De indirecte invloed van het energielabel blijkt veel groter te zijn. Volgens Prof. dr. Dirk Brounen (hoogleraar economie bij TIAS) wordt sinds 2011 gemeten dat kopers bereid zijn om voor zuinige woningen met een A of B energielabel meer te betalen bij de aankoop.4 Het onderzoek van TIAS VastgoedLAB (2021) concludeerde dat een eengezinswoning met energielabel F en G tot ruim 30.000 euro minder oplevert bij verkoop dan een vergelijkbare woning met een beter energielabel. Uit het onderzoek van Brainbay (oktober 2022) bleek dit verschil van 6% te zijn opgelopen naar 11,6%, wat gelijk staat aan bijna 50.000 euro. Zo draagt het nemen van verduurzamingsmaatregelen en het kunnen registreren van een beter energielabel bij aan een hogere woningwaarde, een lagere energierekening, een snellere verkoop en een rentekorting bij steeds meer hypotheekverstrekkers. Ook heb ik aangekondigd5 dat ik voornemens ben om vanaf 2024 meer rekening te houden met energiezuinigheid van de woning in de leennormen. Hierbij zal het energielabel ook een belangrijke rol spelen.

Meerwaarde van het energielabel onderbelicht

Uit het onderzoek van Kantar Public blijkt dat de directe en indirecte meerwaarde van het energielabel nog niet altijd wordt ervaren door woningeigenaren.

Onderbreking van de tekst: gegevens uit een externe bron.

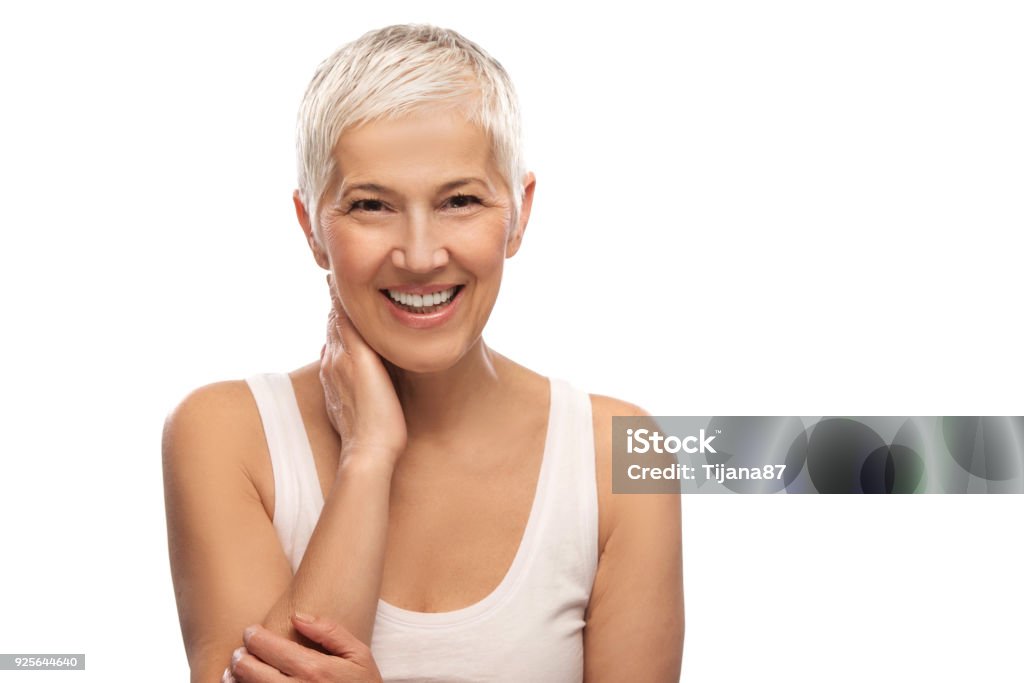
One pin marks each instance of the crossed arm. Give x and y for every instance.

Hier spelen verschillende zaken een rol.

Ten eerste zijn woningeigenaren niet altijd goed op de hoogte wat een energielabel kan bieden en zijn ze niet bekend met de concrete verbetersuggesties op het energielabel sinds 1 januari 2021. Deze onbekendheid leidt tot het niet op waarde schatten van het instrument, stellen de onderzoekers.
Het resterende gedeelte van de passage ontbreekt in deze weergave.